Dans le futur… au moins dix ans à l’avance!

TECHNOLOGIE. D’une simple discussion autour d’un café peuvent germer les plus folles idées. Il y a dix ans, dans pareil contexte, un groupe de chercheurs de l’Université du Québec à Trois-Rivières (UQTR) a lancé celle de modifier une camionnette électrique afin d’en augmenter l’autonomie à l’aide de technologies vertes. Le projet s’est soldé cette année par l’obtention d’un prestigieux prix: le Prix Environnement du gala des Grands Prix d’excellence en transport.

Le projet figurait également parmi les finalistes du Prix Coup de cœur du jury d’honneur. Une belle tape dans le dos pour l’équipe derrière ce pari un peu fou. Celle-ci était dirigée par le professeur Sousso Kelouwani, du Département de génie mécanique, appuyé par son collègue Yves Dubé ainsi que par les professeurs Richard Chahine, Kodjo Agbossou et Loïc Boulon, du Département de génie électrique et génie informatique.

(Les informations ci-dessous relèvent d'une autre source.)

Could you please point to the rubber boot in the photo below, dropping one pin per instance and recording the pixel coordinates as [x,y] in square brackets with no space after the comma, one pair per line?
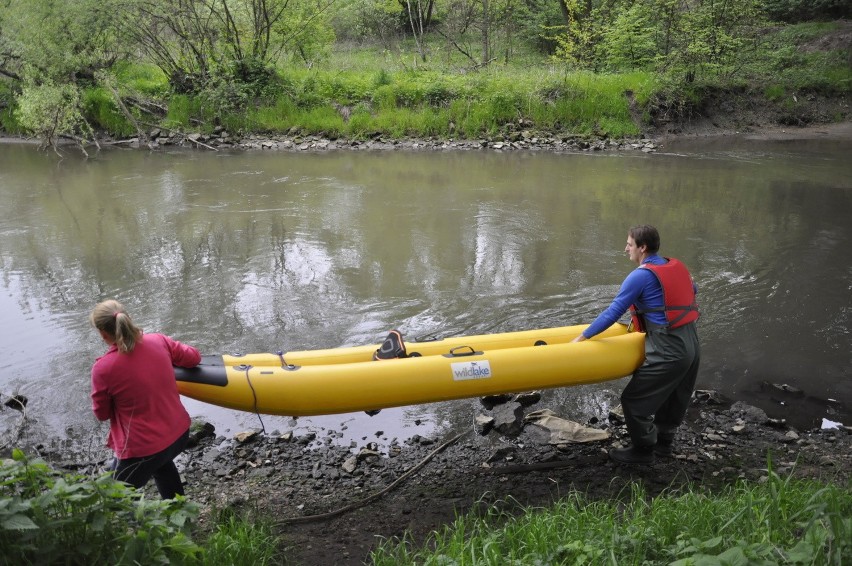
[664,444]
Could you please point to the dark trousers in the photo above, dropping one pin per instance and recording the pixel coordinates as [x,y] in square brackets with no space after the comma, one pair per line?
[658,395]
[160,466]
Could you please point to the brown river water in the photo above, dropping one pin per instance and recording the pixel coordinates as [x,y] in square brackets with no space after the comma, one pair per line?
[248,251]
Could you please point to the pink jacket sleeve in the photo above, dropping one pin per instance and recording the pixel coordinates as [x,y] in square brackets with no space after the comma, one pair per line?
[183,355]
[101,400]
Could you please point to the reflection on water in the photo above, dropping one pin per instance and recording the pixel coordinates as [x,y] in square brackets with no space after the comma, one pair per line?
[240,252]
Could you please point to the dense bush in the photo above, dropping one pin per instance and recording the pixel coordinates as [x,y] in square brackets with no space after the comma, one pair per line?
[794,11]
[47,518]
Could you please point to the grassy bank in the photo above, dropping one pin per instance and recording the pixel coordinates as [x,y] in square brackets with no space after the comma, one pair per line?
[363,92]
[47,517]
[782,521]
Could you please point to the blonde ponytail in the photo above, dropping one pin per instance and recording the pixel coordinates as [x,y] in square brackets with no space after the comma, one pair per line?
[111,318]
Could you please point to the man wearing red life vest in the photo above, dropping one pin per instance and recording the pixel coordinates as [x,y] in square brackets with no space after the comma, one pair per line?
[660,294]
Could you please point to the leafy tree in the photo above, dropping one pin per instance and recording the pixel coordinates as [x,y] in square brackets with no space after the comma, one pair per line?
[53,50]
[193,41]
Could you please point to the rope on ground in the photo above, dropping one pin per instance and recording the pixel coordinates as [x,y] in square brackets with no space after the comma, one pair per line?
[359,504]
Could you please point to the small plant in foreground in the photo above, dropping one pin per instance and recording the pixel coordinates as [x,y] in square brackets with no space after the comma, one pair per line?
[47,517]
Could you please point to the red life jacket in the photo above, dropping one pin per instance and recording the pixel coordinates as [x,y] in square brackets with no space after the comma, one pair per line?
[678,295]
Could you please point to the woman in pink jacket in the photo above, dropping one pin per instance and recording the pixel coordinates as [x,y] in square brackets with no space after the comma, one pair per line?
[133,386]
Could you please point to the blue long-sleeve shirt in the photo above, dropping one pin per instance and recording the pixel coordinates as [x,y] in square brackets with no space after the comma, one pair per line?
[641,288]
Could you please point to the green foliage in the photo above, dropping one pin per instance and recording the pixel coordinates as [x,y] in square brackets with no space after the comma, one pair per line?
[794,11]
[50,110]
[240,540]
[8,114]
[98,106]
[142,78]
[48,518]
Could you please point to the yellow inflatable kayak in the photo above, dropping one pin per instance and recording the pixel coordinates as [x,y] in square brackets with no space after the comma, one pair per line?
[498,341]
[474,367]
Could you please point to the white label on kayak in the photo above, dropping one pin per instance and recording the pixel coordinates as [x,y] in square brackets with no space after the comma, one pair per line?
[471,370]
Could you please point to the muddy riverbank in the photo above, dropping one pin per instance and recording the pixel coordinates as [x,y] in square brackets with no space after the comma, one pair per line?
[333,503]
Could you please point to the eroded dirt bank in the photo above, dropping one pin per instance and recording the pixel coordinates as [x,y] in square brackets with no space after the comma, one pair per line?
[335,503]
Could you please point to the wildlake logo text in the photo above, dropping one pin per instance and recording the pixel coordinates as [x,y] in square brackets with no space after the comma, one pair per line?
[471,370]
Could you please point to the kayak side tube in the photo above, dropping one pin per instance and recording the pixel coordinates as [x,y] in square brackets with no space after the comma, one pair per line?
[349,387]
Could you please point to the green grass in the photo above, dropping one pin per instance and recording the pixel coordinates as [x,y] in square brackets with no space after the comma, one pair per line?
[367,91]
[782,521]
[239,540]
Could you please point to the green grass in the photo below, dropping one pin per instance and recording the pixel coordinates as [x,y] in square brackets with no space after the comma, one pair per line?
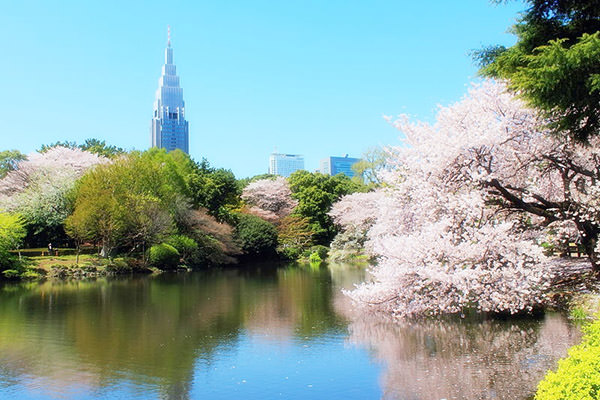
[578,375]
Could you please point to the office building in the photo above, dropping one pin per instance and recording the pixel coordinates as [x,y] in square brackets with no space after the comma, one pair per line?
[336,165]
[285,164]
[170,129]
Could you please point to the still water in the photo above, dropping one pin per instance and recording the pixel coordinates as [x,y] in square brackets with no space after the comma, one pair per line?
[255,333]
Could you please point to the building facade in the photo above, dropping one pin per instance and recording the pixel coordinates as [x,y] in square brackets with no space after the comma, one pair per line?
[336,165]
[170,129]
[285,164]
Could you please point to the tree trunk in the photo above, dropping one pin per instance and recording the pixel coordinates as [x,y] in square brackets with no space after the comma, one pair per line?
[589,244]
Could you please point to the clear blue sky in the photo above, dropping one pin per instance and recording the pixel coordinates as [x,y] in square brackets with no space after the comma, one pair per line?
[311,77]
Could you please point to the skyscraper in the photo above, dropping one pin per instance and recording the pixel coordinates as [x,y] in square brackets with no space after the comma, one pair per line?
[285,164]
[170,129]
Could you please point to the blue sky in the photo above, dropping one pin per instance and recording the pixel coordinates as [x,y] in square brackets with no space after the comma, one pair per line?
[305,77]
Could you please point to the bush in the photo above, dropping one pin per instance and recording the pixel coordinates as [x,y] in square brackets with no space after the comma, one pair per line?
[314,258]
[257,236]
[321,251]
[578,375]
[290,253]
[163,256]
[185,245]
[11,274]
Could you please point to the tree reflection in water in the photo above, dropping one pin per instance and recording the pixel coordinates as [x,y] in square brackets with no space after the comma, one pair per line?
[485,359]
[153,337]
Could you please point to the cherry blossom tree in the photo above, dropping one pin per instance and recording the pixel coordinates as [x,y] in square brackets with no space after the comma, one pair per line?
[270,199]
[459,219]
[37,188]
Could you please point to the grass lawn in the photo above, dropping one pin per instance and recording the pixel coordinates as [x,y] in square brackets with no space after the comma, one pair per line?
[45,262]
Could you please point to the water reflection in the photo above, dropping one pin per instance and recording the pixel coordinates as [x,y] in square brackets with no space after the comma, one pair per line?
[181,336]
[485,359]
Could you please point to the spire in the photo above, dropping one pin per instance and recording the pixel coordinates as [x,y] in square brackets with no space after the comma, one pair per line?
[168,50]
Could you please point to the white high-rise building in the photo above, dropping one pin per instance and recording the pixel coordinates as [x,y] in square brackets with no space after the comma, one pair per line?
[285,164]
[170,129]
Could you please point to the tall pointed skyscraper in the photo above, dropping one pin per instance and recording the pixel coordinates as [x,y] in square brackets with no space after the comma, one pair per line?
[169,127]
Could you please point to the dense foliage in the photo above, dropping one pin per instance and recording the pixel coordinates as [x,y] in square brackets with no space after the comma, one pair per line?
[163,256]
[577,376]
[458,224]
[215,189]
[555,64]
[38,189]
[257,236]
[316,193]
[94,146]
[141,199]
[9,159]
[12,232]
[270,199]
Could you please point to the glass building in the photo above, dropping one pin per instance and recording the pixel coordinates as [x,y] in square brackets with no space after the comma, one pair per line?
[170,130]
[285,164]
[336,165]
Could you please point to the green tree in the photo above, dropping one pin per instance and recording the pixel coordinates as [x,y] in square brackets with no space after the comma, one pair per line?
[555,64]
[12,232]
[316,193]
[101,148]
[294,235]
[215,189]
[9,160]
[129,203]
[92,145]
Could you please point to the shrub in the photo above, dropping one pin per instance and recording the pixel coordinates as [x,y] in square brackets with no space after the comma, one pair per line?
[163,256]
[578,375]
[11,274]
[290,253]
[185,245]
[314,258]
[32,275]
[321,251]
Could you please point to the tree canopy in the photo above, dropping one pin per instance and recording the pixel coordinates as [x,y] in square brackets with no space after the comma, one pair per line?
[555,64]
[316,193]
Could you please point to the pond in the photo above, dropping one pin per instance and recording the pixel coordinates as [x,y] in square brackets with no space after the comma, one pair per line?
[259,332]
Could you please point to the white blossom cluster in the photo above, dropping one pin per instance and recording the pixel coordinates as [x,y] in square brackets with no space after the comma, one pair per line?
[38,186]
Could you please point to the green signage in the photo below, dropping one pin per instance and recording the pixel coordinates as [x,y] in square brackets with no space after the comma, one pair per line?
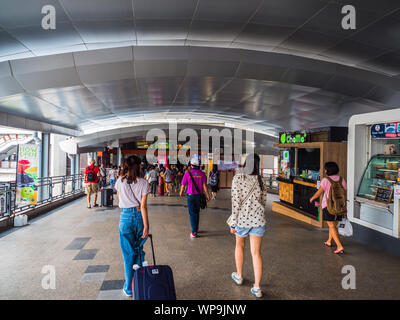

Plusieurs dizaines de personnes ont planché, au fil des ans, sur ce projet, y compris un bon nombre d’étudiants au baccalauréat, à la maîtrise et au doctorat des départements mentionnés ci-haut. Un projet qui leur a à la fois permis de parfaire leur formation et de gagner de l’expérience en matière de recherche et développement.

L’historique

Pour réaliser ce projet, l’équipe de l’UQTR a d’abord acquis une camionnette utilitaire électrique, assemblée par une entreprise de Laval. Bien que mignonnes, les camionnettes de celles-ci présentaient une autonomie nettement insuffisante pour s’implanter dans le marché. «Une fois chargée, la camionnette avait une autonomie d’environ 70 kilomètres. Pour recharger sa batterie, ça prenait jusqu’à huit heures. On est donc parti avec l’idée d’ajouter des "prolongateurs d’autonomie" pour augmenter performance de la batterie», raconte M. Kelouwani.

Après maints plans et devis, ces «prolongateurs» ont finalement résulté en une génératrice bicarburant, qui fait aujourd’hui la fierté de ses concepteurs. Ainsi, quand la batterie du véhicule s’affaiblit, leur innovation génère le courant nécessaire pour la charger rapidement. Le processus se fait à l’aide d’hydrogène, principalement, et d’essence. Le tout a été développé dans les locaux de l’Institut de recherche sur l’hydrogène de l’UQTR.

Il s’agit d’un prototype que les chercheurs de l’université continuent de bonifier: «On prend des mesures et on tente de voir dans quelles conditions l’efficacité du moteur est à son meilleur», indique Yves Dubé.

Un compromis entre pollution et efficacité

Dans leur projet, les chercheurs visent aussi à trouver le meilleur compromis entre pollution et efficacité. Le mélange essence-hydrogène semble être une bonne solution pour le moment, notamment parce qu’ils ont été en mesure de l’intégrer à une technologie intelligente. «On ne va pas rajouter de l’essence pour rien. Si on manque d’hydrogène, on va utiliser l’essence», précise le professeur Kelouwani.

Ça va même plus loin: «On peut dire (au véhicule) combien coûte un litre d’essence et combien coûte l’équivalent en hydrogène. Il va ensuite essayer de sélectionner le meilleur mélange ou la meilleure source d’énergie pour, qu’au bout de la ligne, la dépense de carburant soit au minimum possible», indique M. Dubé.

Cet aspect «intelligent» est une belle avancée, alors que l’on cherche actuellement des moyens de faire face à la baisse des réserves mondiales de pétrole. «Il y a plusieurs solutions possibles», évoque Yves Dubé. «L’une d’elles pourrait être la conception de moteurs intelligents qui fonctionneraient avec le carburant que l’on veut, qu’il soit gazeux ou liquide. Peut-être même que le moteur pourrait aussi fonctionner avec des mélanges de carburants et qu’il pourrait adapter sa recette en fonction du taux de pollution environnant pour limiter l’émission de gaz à effet de serre», imagine-t-il.

L’équipe de l’Institut de recherche sur l’hydrogène de l’UQTR travaille justement à construire ces éléments du futur. «L’idée est de rester toujours en avance, parce que quand le marché devra avoir un produit comme ça, nous allons déjà l’avoir conçu et expérimenté», conclut Yves Dubé.